それどころか、既に彼の身体は限界を迎えており、血が沸騰するように熱くなり、全身数箇所の毛細血管が裂けて内出血を起こし、あらゆる筋繊維が無理な動き耐え切れずに断裂し始めている。
足を強引に前に出そうとすれば、痛みに対して異常な耐性を持っている一之瀬シオンでさえ気を抜けば意識を飛ばしそうになる程の激痛が走り、まるで固定された状態の足の骨と肉を引き千切ろうとしているかのような錯覚に襲われる。

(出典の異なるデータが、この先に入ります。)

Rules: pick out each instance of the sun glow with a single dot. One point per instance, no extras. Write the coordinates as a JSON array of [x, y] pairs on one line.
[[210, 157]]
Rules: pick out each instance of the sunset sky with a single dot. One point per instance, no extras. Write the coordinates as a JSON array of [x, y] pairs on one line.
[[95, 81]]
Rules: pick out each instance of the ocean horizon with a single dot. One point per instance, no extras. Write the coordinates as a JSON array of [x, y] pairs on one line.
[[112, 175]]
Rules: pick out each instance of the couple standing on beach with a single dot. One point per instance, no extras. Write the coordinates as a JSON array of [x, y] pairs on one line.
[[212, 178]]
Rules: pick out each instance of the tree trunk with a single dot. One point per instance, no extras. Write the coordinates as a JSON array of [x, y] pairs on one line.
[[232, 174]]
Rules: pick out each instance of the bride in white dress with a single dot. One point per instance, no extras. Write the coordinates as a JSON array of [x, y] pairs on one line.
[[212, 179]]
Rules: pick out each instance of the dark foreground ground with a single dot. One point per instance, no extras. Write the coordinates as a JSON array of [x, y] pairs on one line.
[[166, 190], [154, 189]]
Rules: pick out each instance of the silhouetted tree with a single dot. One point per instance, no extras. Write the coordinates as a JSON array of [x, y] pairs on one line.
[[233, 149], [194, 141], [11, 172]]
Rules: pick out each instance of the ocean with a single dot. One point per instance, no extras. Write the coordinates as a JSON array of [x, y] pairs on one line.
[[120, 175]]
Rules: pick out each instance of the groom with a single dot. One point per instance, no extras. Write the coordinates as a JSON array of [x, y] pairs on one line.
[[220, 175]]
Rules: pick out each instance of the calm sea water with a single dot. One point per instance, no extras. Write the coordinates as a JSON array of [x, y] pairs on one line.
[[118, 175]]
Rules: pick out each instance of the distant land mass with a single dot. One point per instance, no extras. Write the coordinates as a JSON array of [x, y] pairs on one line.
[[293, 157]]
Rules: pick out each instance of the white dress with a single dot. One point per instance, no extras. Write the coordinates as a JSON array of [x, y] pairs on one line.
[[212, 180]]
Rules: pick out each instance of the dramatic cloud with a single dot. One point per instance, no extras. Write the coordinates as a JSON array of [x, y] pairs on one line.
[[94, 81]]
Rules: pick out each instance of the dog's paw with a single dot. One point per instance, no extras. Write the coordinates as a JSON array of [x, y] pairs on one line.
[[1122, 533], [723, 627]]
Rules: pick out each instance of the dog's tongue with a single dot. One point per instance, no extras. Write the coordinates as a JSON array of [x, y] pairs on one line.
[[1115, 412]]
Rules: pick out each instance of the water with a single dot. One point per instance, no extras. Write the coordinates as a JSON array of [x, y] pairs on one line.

それは紛れもなく、"これ以上は危険"だという肉体からの信号だった。
──これが俺の限界……?
──これ以上は肉体が耐えられない……?
否が応でも突きつけられる、一之瀬シオンの限界地点。
そしてその事実を、彼は受け入れざるを得なかった。
しかし、それでも───。
───だったら、耐えなくても構わない……ッ!!
──身体がひしゃげようと、四肢が捥げようと、俺は必ずあいつを倒す……!!
──今の速度が俺の限界で、この速度じゃ間違いなくクリフ・ワイルダーは倒せない……。そんなのは分かってる。
──だが、それがどうした……!!!
──今の俺に倒せないなら、──限界を越えろ!!
一之瀬シオンの限界を俺が決めつけるな
これが自分の限界だなんて諦めるな
──俺には秘めたる力があるんだろ?
──隠してる"真の実力"があるんだろ?
だったら、今ここで見せてみろ……!!
妄想なんかで終わらせるなッ!!
己を信じる気持ちを、力に変えろ……!!
ただひたすらに突き進め、決して臆するな。
相手がS級だろうがSS級だろうが関係ない。
俺には、それを越えられるだけの力があると信じろ!!
────自分を、SSS級だと思い込め!!
限界加速──……限界突破
……その瞬間。
バチリと、一之瀬シオンの全身に静電気のような光が迸った。
そして、その肉体は音を抜き去る稲妻の如く加速し、これまでの"限界"とは桁違いの速度へと到達した。
───そして、その直後。
アルバレス騎士学園とクロフォード魔術学園の学園対抗戦、その大将戦は一瞬で決着を迎えた。